But he has not been able to add to his haul of 14 majors after finishing tied for 6th in both The Masters and the US Open.
"I have just not played well enough in the majors this year," he said. "In all the majors I've won I've played cleanly in all four rounds and I just haven't done it this year.
"I was on the range yesterday and I felt good. I was hitting it well. But unfortunately it was not to be today."
After bogeys on both the 8th and 9th, Woods sent his drive at the 10th flying into the long grass. With the help of dozens of spectators two balls were found but neither was the one they were looking and he was forced to mark his card with a double bogey six.

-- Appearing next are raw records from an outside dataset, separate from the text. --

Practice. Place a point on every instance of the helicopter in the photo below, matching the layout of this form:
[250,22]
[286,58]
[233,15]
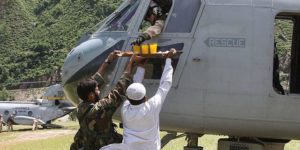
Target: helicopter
[52,106]
[223,81]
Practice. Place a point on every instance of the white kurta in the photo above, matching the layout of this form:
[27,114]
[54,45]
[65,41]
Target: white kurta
[141,122]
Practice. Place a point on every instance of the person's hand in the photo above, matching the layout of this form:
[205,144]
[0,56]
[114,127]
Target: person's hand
[112,56]
[133,58]
[140,39]
[171,53]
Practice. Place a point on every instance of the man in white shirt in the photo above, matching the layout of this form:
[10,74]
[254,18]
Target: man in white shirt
[141,115]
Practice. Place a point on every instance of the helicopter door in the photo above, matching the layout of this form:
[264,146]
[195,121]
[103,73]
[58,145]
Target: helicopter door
[178,33]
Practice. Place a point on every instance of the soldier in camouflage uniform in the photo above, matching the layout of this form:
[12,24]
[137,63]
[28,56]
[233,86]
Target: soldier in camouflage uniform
[95,114]
[156,15]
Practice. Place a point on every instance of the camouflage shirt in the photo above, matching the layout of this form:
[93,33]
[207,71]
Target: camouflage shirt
[95,119]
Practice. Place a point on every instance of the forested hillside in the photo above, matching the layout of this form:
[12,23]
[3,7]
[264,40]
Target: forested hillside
[36,35]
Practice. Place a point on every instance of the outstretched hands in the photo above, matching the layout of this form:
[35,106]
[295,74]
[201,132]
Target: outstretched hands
[171,53]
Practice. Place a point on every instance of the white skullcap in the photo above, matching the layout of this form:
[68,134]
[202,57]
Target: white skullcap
[136,91]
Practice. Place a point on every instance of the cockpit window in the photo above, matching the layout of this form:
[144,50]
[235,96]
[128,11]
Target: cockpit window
[121,20]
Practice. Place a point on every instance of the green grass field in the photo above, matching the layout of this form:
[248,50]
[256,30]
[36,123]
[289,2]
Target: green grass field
[60,139]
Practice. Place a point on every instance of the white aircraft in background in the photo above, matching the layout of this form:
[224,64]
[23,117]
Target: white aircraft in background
[223,80]
[53,106]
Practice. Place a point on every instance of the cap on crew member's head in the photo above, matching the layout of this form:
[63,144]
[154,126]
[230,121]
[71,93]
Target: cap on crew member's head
[136,91]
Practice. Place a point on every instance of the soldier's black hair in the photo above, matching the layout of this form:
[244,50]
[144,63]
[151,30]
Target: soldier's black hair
[85,87]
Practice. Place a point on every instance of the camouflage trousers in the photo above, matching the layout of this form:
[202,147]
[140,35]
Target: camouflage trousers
[95,143]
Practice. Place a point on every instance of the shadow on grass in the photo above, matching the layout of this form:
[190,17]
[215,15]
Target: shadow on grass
[169,137]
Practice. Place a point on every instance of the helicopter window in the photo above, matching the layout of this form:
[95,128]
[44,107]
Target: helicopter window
[121,20]
[183,11]
[286,60]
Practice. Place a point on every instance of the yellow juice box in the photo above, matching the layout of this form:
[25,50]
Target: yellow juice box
[136,49]
[153,48]
[145,49]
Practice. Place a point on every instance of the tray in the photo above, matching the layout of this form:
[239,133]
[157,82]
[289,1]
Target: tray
[157,55]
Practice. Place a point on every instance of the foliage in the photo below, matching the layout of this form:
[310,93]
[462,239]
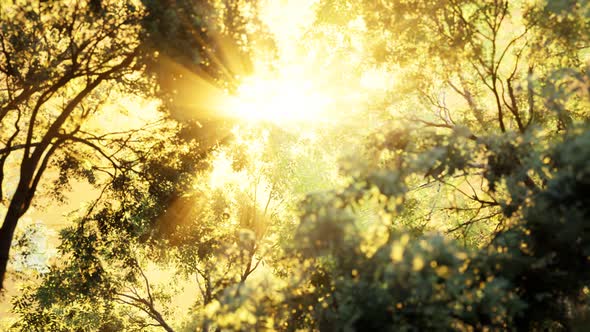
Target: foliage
[459,205]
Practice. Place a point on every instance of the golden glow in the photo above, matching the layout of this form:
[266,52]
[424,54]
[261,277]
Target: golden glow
[278,100]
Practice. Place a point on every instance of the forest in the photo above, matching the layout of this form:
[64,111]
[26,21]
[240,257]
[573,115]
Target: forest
[294,165]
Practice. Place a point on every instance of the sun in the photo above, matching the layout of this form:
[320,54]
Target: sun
[282,100]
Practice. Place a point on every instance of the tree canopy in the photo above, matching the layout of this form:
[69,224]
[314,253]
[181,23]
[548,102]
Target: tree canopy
[321,165]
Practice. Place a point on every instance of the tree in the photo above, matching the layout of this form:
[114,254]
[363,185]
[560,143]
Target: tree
[58,65]
[463,208]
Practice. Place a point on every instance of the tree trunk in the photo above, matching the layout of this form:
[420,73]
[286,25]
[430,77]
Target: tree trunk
[15,211]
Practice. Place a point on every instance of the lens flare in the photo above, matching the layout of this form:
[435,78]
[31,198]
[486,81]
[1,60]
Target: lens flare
[278,100]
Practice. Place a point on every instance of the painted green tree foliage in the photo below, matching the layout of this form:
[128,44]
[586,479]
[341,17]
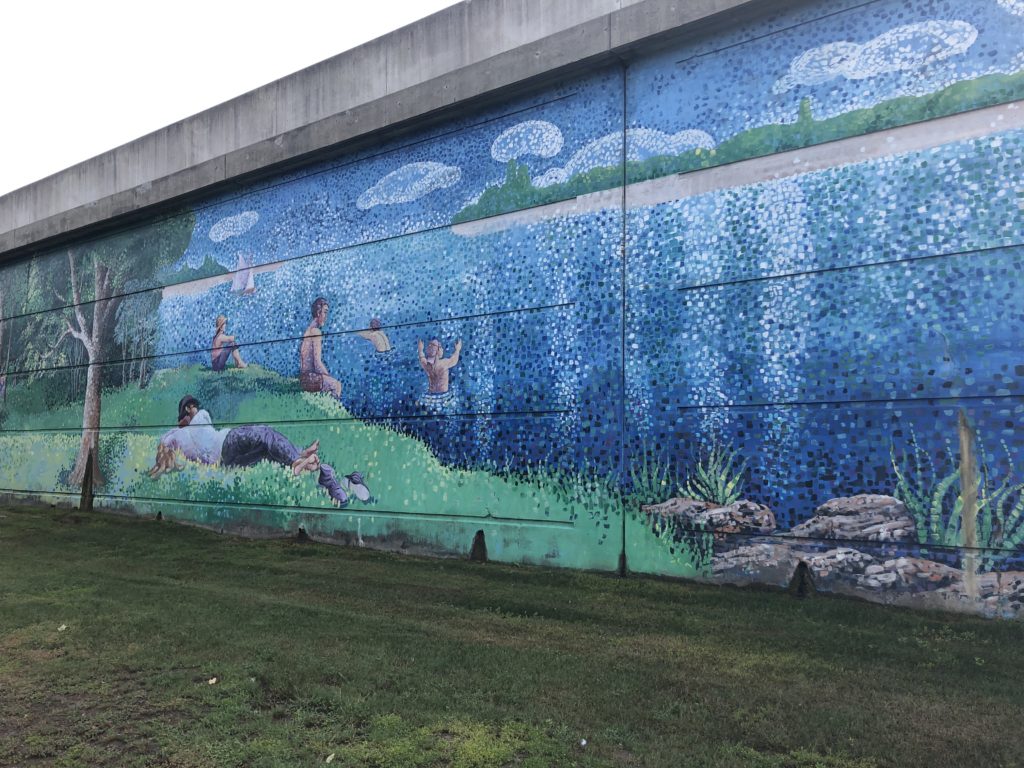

The situation was not totally desperate at that stage with the American then only four over -- right on the projected cut mark.
But a bogey on the 12th, where his drive ended in a fairway bunker, was followed by a second double bogey on the 13th.
The best golfer on the planet watched in disbelief as his chip failed to make it up the slope on the back edge of the green and rolled all the way back down. Woods then hit a poor approach putt and was unable to hole out from 15 feet.
A good approach to the 16th set up a 25-foot birdie putt which Woods holed to give himself a fighting chance of survival.
At the 17th, he had a lucky break when his second shot took a kindly bounce over the huge bunker at the front left of the green, the ball coming to rest just off the back edge, from where he was able to get up and down to get back to five over.
That meant a birdie at the last would enable him to squeeze into the last two rounds but a slightly over-hit approach meant he had to play a good chip to salvage a par that was just not good enough.